Kłamliwe oskarżenia o planowanie użycia "brudnej bomby" przez Ukrainę pokazują, że Rosja może jeszcze bardziej eskalować sytuację - stwierdził minister spraw zagranicznych Litwy Gabrielius Landsbergis. Szef ukraińskiego MSZ Dmytro Kułeba poinformował, że wkrótce do Ukrainy przyjadą eksperci Międzynarodowej Agencji Energii Atomowej, którzy "dowiodą, że Ukraina nie ma żadnych 'brudnych bomb' ani planu ich produkcji".
Rosyjski minister obrony Siergiej Szojgu przekonywał w niedzielę w rozmowach z ministrami obrony Francji, Turcji i Wielkiej Brytanii, że Ukraina może użyć "brudnej bomby", czyli bomby złożonej z konwencjonalnego ładunku wybuchowego i substancji radioaktywnej rozrzucanej przez siłę wybuchu. Szojgu rozmawiał również telefonicznie z sekretarzem obrony USA.
Twierdzenia Szojgu zostały potępione przez ministra spraw zagranicznych Ukrainy Dmytro Kułebę, a prezydent Ukrainy Wołodymyr Zełenski oświadczył, że świat powinien odpowiedzieć "w możliwie najostrzejszy sposób" na tę kolejną eskalację ze strony Rosji.
Kułeba: przyjadą do nas eksperci MAEA i dowiodą, że nie ma żadnych "brudnych bomb"
W poniedziałek Kułeba poinformował, że poprosił MAEA o pilne przysłanie ekspertów na Ukrainę do cywilnych obiektów, które Rosja kłamliwie opisuje jako miejsca przygotowania "brudnej bomby".
We wtorek wyraził zadowolenie z "szybkiej odpowiedzi" szefa MAEA Rafaela Grossiego na ukraińskie zaproszenie. "Wkrótce mają przybyć eksperci MAEA. Dowiodą, że Ukraina nie ma żadnych 'brudnych bomb' ani planu ich produkcji" - napisał na Twitterze szef dyplomacji.
Jak dodał, "dobra współpraca z MAEA i partnerami pozwala udaremnić rosyjską kampanię dezinformacyjną na temat brudnej bomby".
Litewski minister: takie kłamstwa pokazują, że Rosja może jeszcze bardziej eskalować sytuację
Minister spraw zagranicznych Litwy Gabrielius Landsbergis ocenił, że takie kłamliwe kampanie pokazują, że Rosja przegrywa wojnę i może jeszcze bardziej eskalować sytuację.
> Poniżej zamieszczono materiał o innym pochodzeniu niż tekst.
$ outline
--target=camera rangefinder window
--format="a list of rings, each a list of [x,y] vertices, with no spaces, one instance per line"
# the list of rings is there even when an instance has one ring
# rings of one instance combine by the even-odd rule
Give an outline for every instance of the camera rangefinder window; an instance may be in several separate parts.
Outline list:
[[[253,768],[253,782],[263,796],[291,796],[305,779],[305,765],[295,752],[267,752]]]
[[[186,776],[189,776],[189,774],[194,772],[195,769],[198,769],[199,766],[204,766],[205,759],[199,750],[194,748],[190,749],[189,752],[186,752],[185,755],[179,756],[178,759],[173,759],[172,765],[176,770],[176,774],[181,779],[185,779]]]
- Bardzo przypomina to rosyjskie wypowiedzi sprzed 24 lutego. Jeśli pamiętacie, to w tym samym czasie pojawiła się również nieprawdziwa informacja o rzekomym istnieniu zakładów chemicznych na Ukrainie. Sądziliśmy, że to tylko kampania kłamstw Rosji, ale widzimy, jak to się skończyło - powiedział Landsbergis w rozmowie z radiem nadawcy publicznego LRT.
Dlatego, zdaniem ministra, informacje płynące z Rosji o rzekomym zamiarze użycia przez Ukrainę "brudnej bomby" należy teraz traktować bardzo poważnie. Wyraził zadowolenie ze "wspólnego oświadczenia partnerów z NATO, które jest bardzo mocne, wskazujące, że nie będziemy ulegać kłamstwom, będziemy dalej pomagać Ukrainie i nikt nie wierzy w informacje, które rozsiewa Rosja".
- Uważam, że nie zważając na telefony Szojgu, musimy być przygotowani na ewentualną eskalację - przestrzegał Landsbergis. Jak dodał, "nasza odpowiedź powinna być jedna - jeszcze większa pomoc dla Ukrainy".